Die Geschichte des Körpers

Auf dieses Buch kann man sich einlassen. Auf dieses Buch muss man sich einlassen. Dreißig kurze Stücke, die in ihrer Einzigartigkeit den Leser an den Rand des Fassbaren bringen werden. Monster bekommen hier den gleichen Raum wie Demenzkranke. Jeder ist das Produkt aus Erinnerungen und Sprache. Und Thomas Stangls Sprache ist weitreichend, laut und leise zugleich, durchdringend, aufwühlend…

Die Deutsche Schillerstiftung kam 2019 nicht herum ihm den Schillerpreis zu verleihen. Ebenso die Jury des Wortmeldungen-Preises. Der 23. Mai 2019 ist für Thomas Stangl ein doppelter Glückstag: Zum Einen erscheint sein neuestes Buch, dieses hier und zum Anderen bekommt er dafür auch gleich noch einen Preis. Besser geht’s nicht!

Das dürfte wohl auch so manchem Leser in den Sinn kommen, wenn er den sinnigen Texten folgt. Thomas Stangl gibt dem Leser den Freiraum Gedanken über und um die Heroen der Texte mit Leben zu füllen. Nicht, dass Thomas Stangl nicht schon getan hätte, nein, aber hier und da lässt er einen Krumen liegen, den der Leser aufpicken darf, um sich zu laben.

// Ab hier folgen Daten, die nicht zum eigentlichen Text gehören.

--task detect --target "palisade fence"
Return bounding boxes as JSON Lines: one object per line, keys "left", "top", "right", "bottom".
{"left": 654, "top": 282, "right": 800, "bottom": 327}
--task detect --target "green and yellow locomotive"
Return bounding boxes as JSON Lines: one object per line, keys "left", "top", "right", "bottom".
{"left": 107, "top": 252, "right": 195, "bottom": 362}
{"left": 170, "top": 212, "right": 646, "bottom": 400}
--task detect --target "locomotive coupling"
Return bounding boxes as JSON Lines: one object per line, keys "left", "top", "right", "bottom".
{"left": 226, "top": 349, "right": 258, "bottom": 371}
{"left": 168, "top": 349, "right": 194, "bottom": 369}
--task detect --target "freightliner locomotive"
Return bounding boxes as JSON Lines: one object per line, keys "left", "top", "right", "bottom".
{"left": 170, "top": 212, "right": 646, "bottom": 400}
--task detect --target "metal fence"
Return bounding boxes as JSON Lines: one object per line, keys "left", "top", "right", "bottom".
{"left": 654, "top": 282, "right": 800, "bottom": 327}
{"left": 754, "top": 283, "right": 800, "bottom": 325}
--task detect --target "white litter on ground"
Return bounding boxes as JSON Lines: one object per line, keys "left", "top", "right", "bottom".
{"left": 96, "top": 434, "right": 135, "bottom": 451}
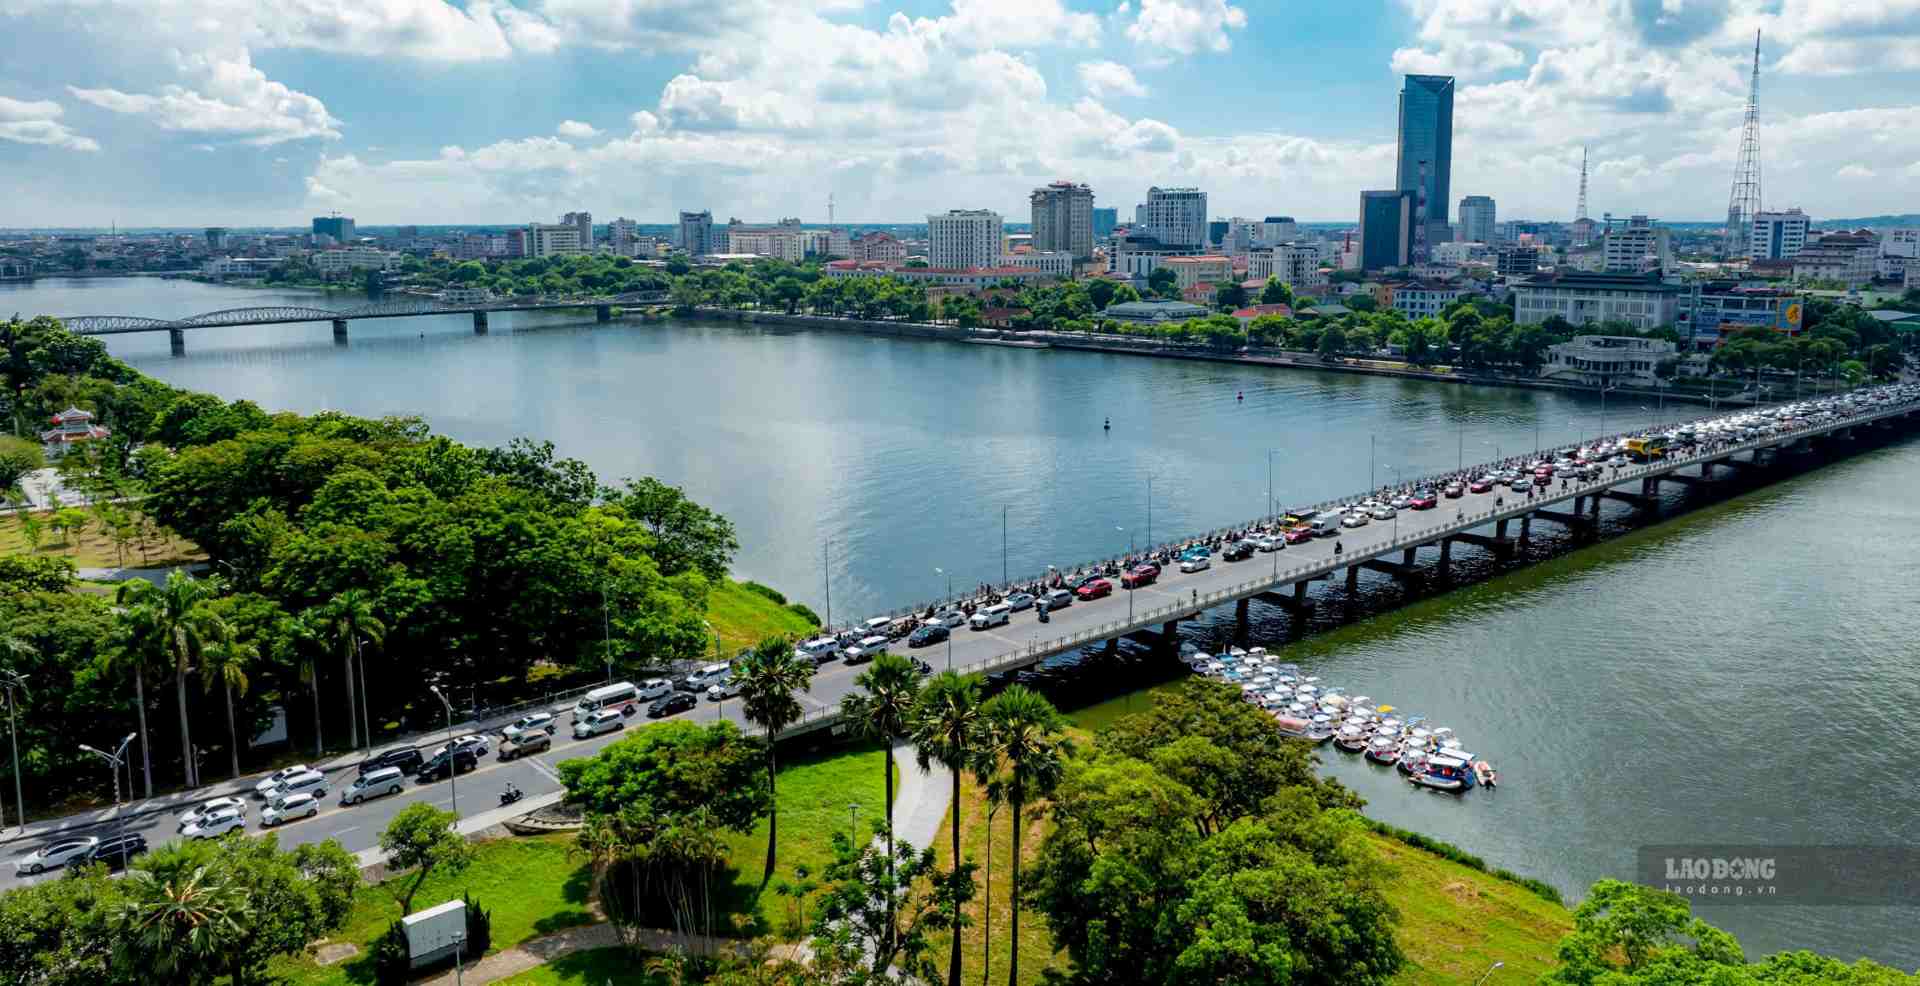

Jede Geschichte hat ihren eigenen Stil, ihren eigenen Reiz, ihre ganz eigene Wirkung. Mal verspielt wie ein Kleinkind, mal irrwitzig übermütig, in dem er die Erzähler im wilden Reigen sich abwechseln lässt.

Es macht Spaß Thomas Stangl zu folgen. Nicht immer man sofort bei den Gestalten, die auf den ersten Blick etwas völlig Normales, Alltägliches tun. Erst im Laufe der Zeilen kommt man ihrem Tun auf die Schliche. Auf den Leim geht man ihnen hingegen niemals.

Auf den ersten Blick wirkt „Die Geschichte des Körpers“ wir eine Sammlung kurzer Geschichten, die in keinem direkten Zusammenhang stehen. Erst am Ende des Buches – die reichlich einhundertzwanzig Seiten liest man trotz allem nicht „einfach mal schnell durch“ – wird das Ganze ersichtlich. Der Mensch sammelt in einem, seinem Körper sich und sein Wesen. Der Körper umschließt dies mit seiner Hülle. Thomas Stangl bricht diese Hülle auf, er kratzt an der Oberfläche bis das Innere hervorbricht ohne Wunden zu hinterlassen. Nur Erinnerungen bleiben zurück.